Sir, - Since his return to Ireland in 1993, Dr John Crown of St Vincent's Hospital Dublin has persistently pointed out that the mortality rate from cancer is much higher here than in most of the developed world. He gives as an example in his interview with Dr Muiris Houston (An Unhealthy State, October 4th) the fact that breast cancer here has a mortality rate of 45 per cent, while in Australia the rate is 33 per cent. In case anyone thinks one has to go to the Antipodes for such an improvement, it is 35 per cent in France.
Everyone who looks carefully at the results of the treatment of breast cancer can see, as he says, that specialised centres with numbers of about 200 or more cases a year do get much better results than smaller centres, but political implications are preventing this happening here. As approximately 1,600 women die from breast cancer each year in the Republic, this means that up to 200 of these women would not have died if treated in many other developed countries.

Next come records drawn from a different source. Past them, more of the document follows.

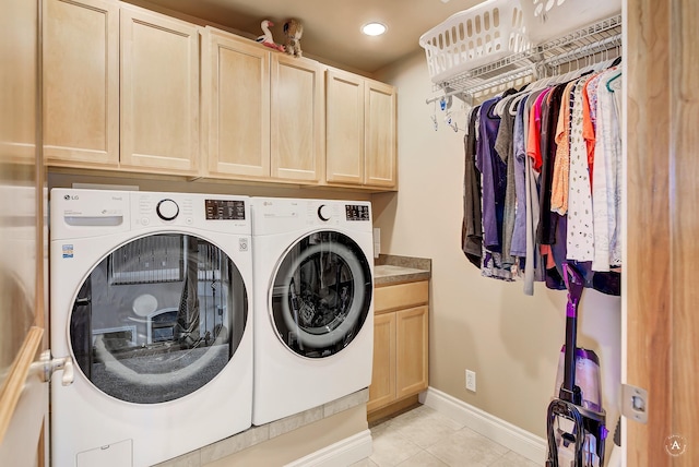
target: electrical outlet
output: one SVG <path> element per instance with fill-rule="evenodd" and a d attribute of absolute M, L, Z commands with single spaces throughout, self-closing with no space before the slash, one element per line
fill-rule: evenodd
<path fill-rule="evenodd" d="M 466 390 L 476 392 L 476 372 L 466 370 Z"/>

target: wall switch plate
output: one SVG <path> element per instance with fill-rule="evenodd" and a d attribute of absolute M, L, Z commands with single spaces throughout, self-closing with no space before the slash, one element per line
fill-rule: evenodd
<path fill-rule="evenodd" d="M 476 372 L 466 370 L 466 390 L 476 392 Z"/>

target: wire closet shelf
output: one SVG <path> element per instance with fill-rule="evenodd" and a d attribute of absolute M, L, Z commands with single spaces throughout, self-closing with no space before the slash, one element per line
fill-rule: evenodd
<path fill-rule="evenodd" d="M 450 96 L 471 103 L 503 85 L 524 84 L 601 62 L 620 47 L 621 15 L 617 14 L 435 83 L 433 91 L 440 94 L 426 103 Z"/>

I have repeatedly raised this issue in Seanad Eireann but I have not managed to convert many of my colleagues, who know that the closure of a small hospital, or even a unit, is one of the surest ways to lose votes. "Patients from my area will not have to travel for treatment" is the response. I have some sympathy for them because the arrival on the scene of an independent, "Keep Our Hospital Open" candidate is a sure vote-catcher.
The medical profession and politicians must make a huge effort to educate the public about the value of specialised centres. Recently a colleague in the Seanad told me a person berated him because the local small hospital did not have the facilities or staff to re-attach the arm of a man injured in a harvesting accident. There is too much watching medical soap operas, I think. - Yours, etc.,
Senator Mary Henry, MD, Seanad Eireann, Baile Atha Cliath 2.